Adsorptive Cathodic Stripping Analysis of Xylazine Within Fouling-Resistant and Nanomaterial-Enhanced Modified Electrode Sensors.

Xylazine (XYL), an FDA-approved veterinary tranquilizer, is being abused both as an opioid adulterant in a street-drug known as "Tranq-dope" and as a date rape drug. Given its now nearly ubiquitous use with fentanyl and fentanyl derivatives across the globe, XYL has become a primary target for researchers seeking to develop portable and cost-effective sensors for its detection. Electrochemical sensors based on the oxidation of XYL, while useful, have limitations due to certain interferents and inherent electrode fouling that render the approach less reliable, especially in certain sample matrices. In this work, modified electrode platforms incorporating layers of multi-walled carbon nanotubes for sensitivity along with semi-permeable polyurethane (PU) layers and host-guest chemistry using β-cyclodextrin for selectivity are deployed for XYL detection using complementary adsorptive cathodic stripping analysis.

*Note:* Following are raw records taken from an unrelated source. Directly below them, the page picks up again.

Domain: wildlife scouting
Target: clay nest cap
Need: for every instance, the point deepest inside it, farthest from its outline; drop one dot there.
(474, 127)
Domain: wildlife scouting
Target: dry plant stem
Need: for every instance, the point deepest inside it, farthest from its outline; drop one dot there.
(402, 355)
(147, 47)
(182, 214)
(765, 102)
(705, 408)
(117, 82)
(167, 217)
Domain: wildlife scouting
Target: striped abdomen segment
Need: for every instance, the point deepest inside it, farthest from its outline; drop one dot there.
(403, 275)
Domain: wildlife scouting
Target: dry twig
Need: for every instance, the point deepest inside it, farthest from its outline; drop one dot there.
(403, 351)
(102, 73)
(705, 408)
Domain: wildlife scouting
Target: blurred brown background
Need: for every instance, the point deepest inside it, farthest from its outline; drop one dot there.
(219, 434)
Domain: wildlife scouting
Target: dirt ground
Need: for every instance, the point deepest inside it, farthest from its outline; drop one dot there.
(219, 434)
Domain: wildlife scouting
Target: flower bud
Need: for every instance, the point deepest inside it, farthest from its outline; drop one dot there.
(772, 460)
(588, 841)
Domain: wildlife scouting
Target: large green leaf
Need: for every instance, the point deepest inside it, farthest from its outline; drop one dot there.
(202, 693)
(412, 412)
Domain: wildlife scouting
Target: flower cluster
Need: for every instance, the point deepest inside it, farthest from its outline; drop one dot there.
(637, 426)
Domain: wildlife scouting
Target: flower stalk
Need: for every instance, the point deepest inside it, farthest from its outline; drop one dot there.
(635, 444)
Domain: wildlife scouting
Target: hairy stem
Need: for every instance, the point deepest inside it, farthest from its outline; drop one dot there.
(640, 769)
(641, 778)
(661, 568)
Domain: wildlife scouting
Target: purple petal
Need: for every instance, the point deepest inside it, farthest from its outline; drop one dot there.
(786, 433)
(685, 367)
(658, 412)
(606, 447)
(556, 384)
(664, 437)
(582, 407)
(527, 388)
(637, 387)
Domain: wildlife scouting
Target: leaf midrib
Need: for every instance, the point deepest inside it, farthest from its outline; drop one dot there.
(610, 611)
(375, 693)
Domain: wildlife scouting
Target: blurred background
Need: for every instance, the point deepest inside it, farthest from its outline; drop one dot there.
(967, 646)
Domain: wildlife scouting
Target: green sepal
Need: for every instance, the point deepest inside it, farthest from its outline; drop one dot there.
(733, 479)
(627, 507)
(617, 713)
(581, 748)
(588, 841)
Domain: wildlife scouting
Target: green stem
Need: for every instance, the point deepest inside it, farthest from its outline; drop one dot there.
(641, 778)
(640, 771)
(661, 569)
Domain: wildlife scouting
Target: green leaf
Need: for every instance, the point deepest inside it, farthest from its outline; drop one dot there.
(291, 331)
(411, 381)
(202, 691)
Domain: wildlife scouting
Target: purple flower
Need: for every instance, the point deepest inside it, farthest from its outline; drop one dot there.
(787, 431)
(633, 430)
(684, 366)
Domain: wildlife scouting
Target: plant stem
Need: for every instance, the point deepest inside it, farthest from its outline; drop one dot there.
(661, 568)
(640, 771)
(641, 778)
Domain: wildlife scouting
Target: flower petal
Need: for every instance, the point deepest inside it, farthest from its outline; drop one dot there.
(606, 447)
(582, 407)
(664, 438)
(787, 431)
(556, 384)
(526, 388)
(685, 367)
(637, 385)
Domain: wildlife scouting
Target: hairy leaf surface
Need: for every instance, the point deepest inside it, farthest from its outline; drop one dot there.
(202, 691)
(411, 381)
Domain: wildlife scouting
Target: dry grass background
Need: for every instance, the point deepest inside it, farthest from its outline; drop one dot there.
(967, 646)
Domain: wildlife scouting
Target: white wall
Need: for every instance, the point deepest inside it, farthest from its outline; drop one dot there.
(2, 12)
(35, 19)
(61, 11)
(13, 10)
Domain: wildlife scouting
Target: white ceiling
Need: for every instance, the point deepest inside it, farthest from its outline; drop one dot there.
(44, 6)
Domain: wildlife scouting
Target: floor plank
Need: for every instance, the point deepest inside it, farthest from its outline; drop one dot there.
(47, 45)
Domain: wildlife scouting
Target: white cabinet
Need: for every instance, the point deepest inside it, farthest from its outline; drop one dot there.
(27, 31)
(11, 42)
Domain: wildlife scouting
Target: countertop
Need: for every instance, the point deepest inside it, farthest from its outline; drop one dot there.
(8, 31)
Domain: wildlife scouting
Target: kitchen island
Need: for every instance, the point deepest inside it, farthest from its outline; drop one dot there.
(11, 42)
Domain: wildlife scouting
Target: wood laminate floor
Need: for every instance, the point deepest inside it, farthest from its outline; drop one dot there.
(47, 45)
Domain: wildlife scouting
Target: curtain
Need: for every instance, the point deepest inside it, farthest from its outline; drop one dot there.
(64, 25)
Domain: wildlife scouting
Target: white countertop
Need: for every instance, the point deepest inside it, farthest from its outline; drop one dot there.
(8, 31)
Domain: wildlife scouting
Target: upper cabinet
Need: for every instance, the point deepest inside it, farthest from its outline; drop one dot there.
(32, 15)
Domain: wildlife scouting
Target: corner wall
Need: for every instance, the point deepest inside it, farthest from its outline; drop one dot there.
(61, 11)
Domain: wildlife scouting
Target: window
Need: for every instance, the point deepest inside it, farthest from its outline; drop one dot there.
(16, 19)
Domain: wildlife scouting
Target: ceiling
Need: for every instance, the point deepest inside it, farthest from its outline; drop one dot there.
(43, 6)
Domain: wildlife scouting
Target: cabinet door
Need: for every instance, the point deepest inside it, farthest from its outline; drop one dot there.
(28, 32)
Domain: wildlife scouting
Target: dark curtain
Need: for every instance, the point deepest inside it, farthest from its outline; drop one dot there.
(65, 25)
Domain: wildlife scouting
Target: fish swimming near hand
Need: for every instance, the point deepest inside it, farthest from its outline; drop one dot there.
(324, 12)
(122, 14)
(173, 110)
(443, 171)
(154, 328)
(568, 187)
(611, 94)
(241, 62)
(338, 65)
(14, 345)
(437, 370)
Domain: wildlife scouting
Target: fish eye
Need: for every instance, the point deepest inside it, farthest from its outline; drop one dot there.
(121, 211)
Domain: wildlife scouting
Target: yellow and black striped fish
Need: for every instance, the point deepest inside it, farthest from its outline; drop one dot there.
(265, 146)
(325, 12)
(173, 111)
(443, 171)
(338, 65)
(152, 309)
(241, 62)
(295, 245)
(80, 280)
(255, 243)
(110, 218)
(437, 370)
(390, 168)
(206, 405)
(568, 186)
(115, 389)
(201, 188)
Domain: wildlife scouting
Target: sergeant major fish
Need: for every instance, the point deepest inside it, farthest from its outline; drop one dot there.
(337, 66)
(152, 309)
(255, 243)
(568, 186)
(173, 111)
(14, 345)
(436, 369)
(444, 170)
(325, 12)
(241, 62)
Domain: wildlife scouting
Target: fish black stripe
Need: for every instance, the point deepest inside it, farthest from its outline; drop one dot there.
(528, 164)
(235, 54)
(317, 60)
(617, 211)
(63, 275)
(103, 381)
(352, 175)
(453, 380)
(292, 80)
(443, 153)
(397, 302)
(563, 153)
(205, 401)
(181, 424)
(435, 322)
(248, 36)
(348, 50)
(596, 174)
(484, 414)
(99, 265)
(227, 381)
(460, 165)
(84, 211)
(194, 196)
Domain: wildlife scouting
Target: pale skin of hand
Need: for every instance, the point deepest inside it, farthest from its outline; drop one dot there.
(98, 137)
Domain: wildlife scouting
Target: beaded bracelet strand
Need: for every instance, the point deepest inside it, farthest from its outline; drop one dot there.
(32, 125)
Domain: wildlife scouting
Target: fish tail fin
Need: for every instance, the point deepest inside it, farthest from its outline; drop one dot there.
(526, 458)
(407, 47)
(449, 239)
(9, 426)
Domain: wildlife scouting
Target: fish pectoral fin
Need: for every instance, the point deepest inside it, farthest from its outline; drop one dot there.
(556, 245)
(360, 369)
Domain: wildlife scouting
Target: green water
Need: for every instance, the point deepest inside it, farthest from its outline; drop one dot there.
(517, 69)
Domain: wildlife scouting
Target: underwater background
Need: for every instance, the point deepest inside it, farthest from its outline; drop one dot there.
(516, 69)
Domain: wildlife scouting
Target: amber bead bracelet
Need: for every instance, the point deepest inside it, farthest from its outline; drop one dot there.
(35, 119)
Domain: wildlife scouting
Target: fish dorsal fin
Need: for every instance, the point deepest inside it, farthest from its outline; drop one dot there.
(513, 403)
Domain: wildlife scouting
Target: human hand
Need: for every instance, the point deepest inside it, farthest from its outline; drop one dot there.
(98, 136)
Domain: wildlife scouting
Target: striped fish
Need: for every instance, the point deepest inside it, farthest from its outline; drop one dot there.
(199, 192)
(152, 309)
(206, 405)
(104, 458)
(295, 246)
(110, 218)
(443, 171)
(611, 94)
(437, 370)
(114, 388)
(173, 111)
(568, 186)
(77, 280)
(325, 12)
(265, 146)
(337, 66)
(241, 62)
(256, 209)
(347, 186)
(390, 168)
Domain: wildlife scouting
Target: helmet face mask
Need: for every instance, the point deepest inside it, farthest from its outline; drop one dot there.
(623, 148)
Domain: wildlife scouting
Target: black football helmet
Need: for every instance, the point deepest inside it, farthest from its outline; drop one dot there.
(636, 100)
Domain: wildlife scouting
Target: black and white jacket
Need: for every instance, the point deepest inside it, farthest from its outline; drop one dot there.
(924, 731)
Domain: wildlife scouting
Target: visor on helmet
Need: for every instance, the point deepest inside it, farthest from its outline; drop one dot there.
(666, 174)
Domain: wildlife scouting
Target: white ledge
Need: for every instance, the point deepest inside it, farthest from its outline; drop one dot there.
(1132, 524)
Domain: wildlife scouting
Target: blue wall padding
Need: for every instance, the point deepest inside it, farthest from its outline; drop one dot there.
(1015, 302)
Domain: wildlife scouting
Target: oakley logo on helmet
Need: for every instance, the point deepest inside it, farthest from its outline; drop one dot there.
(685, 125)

The modified electrode sensors are optimized to minimize high potentials and maintain fouling resistant capabilities and investigated to better understand the function of the PU layer. The use of adsorptive cathodic stripping differential pulse voltammetry indirectly indicates the presence and concentration of XYL within complex sample media (beverages and synthetic urine). When used in this manner, the modified electrodes exhibited an overall average sensitivity of ~35 (±9) nA/μM toward XYL with a limit of quantification of <10 ppm, while also offering adaptability for the analysis of XYL in different types of samples. By expanding the capability of these XYL sensors, this study represents another facet of tool development for use by medical professionals, first-responders, forensic investigators, and drug-users to limit exposure and help stem the dangerous and illegal use of XYL.